Ombres pâles sous la lune, le petit groupe avance, en silence. En tête, l’Ancien, celui qui sait. La nuit aux yeux d’onça les observe, les couve de désir phosphorescent, de douceur oppressante. Ténèbres végétales gorgées de sucs et de venins. Les transes stridentes des insectes s’élèvent, s’apaisent. Pulsations, ondulations, symphonies d’un autre monde. Océan de cuirasses, carapaces, antennes, crocs, mandibules, pattes, mâchoires. Copulation. Mutilation. Vie et mort s’entredévorent.

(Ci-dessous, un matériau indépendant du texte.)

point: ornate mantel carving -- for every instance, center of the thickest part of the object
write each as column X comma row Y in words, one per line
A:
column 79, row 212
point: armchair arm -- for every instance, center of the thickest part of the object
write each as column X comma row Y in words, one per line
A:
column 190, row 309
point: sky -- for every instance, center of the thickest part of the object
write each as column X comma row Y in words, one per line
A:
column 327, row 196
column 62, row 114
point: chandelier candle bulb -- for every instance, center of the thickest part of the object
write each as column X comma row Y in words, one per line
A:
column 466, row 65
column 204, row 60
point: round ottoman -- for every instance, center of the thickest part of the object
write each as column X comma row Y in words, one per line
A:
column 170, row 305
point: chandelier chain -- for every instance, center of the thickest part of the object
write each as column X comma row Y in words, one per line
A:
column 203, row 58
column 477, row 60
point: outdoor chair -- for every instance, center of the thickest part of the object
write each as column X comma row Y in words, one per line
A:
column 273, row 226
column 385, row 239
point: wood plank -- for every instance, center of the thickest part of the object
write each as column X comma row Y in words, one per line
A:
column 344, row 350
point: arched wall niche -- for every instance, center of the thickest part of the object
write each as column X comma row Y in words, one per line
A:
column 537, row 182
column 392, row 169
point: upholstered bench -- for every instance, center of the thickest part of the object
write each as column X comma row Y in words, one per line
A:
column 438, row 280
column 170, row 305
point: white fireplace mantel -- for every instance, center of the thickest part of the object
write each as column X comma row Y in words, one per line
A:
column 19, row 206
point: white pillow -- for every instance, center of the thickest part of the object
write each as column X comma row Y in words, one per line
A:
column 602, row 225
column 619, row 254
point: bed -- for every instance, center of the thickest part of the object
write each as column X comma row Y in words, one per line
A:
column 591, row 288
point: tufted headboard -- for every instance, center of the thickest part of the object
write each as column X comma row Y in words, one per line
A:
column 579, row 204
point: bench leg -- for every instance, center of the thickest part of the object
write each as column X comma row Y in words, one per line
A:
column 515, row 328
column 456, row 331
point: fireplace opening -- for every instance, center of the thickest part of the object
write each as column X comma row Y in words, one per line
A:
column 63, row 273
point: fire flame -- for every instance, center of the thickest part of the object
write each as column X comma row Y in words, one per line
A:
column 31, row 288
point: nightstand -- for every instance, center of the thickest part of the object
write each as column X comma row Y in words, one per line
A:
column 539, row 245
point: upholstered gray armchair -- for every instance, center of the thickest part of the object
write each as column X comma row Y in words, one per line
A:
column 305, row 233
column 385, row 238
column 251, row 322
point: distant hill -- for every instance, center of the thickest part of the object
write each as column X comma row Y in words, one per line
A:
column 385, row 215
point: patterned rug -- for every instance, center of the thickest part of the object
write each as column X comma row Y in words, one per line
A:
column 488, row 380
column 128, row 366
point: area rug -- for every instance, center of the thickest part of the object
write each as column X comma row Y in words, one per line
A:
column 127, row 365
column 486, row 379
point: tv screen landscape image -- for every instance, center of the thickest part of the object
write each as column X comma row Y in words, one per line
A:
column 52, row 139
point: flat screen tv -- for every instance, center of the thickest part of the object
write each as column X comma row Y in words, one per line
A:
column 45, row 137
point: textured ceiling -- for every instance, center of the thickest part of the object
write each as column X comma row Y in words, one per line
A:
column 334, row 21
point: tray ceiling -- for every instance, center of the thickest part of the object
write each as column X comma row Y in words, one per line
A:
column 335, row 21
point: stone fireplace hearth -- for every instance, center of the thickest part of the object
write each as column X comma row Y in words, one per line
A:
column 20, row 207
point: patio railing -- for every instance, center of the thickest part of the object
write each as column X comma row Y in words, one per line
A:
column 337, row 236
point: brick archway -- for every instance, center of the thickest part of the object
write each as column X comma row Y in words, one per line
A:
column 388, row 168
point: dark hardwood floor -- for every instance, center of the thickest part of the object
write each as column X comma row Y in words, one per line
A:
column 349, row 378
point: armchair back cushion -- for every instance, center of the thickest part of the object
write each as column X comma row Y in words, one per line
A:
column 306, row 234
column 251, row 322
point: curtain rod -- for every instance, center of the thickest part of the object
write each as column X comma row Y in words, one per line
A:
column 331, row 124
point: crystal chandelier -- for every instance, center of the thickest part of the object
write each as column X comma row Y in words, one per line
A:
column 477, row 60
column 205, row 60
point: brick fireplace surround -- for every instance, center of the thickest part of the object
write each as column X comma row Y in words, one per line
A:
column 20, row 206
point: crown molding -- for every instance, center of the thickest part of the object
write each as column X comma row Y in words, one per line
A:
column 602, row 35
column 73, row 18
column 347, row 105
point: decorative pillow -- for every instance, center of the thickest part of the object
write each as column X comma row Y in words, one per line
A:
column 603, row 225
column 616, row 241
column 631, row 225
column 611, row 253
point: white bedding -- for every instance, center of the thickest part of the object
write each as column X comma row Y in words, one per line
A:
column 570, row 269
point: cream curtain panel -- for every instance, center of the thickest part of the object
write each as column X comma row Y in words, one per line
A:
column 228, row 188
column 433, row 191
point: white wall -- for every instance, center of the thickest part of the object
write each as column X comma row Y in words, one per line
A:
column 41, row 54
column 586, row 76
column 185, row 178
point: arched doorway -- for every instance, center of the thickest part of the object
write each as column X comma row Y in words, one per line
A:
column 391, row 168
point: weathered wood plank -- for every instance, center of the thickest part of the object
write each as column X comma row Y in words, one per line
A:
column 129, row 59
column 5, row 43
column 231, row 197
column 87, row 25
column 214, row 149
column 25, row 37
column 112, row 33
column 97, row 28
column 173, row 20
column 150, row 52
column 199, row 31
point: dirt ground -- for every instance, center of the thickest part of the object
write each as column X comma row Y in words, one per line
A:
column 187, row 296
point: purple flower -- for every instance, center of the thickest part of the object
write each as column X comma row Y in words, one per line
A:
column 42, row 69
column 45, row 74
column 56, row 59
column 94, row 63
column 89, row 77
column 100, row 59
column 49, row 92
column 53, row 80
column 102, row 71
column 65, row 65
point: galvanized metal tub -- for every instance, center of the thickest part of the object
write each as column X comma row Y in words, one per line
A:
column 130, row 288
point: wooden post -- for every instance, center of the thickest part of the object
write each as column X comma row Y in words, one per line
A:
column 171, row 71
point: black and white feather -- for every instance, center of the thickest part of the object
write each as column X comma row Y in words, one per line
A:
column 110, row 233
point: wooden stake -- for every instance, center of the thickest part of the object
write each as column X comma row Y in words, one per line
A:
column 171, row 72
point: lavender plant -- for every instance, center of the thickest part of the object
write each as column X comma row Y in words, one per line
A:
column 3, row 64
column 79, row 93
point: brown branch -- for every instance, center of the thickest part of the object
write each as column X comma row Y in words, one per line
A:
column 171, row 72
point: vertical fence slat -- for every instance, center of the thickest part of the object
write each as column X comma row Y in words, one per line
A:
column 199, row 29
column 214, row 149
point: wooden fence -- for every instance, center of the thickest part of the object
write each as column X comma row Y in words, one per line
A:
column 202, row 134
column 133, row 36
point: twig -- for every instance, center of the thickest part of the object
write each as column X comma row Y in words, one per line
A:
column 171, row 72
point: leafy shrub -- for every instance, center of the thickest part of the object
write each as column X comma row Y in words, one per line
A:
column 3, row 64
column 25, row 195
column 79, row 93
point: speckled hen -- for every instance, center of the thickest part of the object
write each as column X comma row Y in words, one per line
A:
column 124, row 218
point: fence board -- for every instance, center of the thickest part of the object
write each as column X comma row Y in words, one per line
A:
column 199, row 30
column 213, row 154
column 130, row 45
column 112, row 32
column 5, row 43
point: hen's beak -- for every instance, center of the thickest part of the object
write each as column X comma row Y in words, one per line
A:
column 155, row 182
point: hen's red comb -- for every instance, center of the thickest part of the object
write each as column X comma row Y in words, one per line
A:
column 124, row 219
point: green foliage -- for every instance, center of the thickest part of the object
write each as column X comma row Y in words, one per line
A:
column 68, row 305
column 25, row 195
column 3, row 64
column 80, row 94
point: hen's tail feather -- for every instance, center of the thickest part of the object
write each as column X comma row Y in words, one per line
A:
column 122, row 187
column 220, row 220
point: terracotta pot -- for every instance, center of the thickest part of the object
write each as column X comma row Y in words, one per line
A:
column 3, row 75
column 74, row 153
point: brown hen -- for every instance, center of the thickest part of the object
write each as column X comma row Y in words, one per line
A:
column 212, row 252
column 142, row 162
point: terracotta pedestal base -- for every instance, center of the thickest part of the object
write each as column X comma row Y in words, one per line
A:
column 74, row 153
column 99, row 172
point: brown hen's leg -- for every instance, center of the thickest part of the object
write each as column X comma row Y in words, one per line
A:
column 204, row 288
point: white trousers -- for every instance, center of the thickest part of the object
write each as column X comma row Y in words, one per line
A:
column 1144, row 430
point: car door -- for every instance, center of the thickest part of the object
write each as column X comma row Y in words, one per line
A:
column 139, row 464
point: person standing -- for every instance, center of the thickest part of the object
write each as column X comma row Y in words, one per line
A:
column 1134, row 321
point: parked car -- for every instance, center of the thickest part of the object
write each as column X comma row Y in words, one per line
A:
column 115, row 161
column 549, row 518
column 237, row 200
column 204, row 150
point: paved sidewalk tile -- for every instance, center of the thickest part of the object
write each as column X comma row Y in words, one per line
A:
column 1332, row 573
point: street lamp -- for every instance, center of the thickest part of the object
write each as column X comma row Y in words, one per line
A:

Les hommes marchent. Des traits rouge vif marquent leurs pommettes saillantes. Colliers, perles d’os, flûte gravée, calebasses remplie de feuilles, graines, poudres, pierres secrètes. Les hommes marchent vers le monde des morts. Bientôt leur terre ne sera plus. Atteinte depuis trop longtemps d’une étrange maladie, elle rétrécit et personne ne sait comment la guérir, pas même celui qui sait, l’Ancien.

Une étrange maladie et bien d’autres fléaux aux mains d’un envahisseur blanc, cruel, avide, au pouvoir venimeux. L’Ancien ne peut que s’incliner ; les Esprits semblent avoir rétréci avec son monde. Il ne les entend plus. Fouillés, prospectés, clôturés, abattus, démembrés, brûlés, souillés, massacrés, les Esprits ne parlent plus.

L’Ancien pourtant continue à marcher. Solide. D’autres le suivent. Ombres de plus en plus pâles sous la lune rouge. Et des ténèbres vers la voûte lactée, monte la plainte de la Mère qui pleure.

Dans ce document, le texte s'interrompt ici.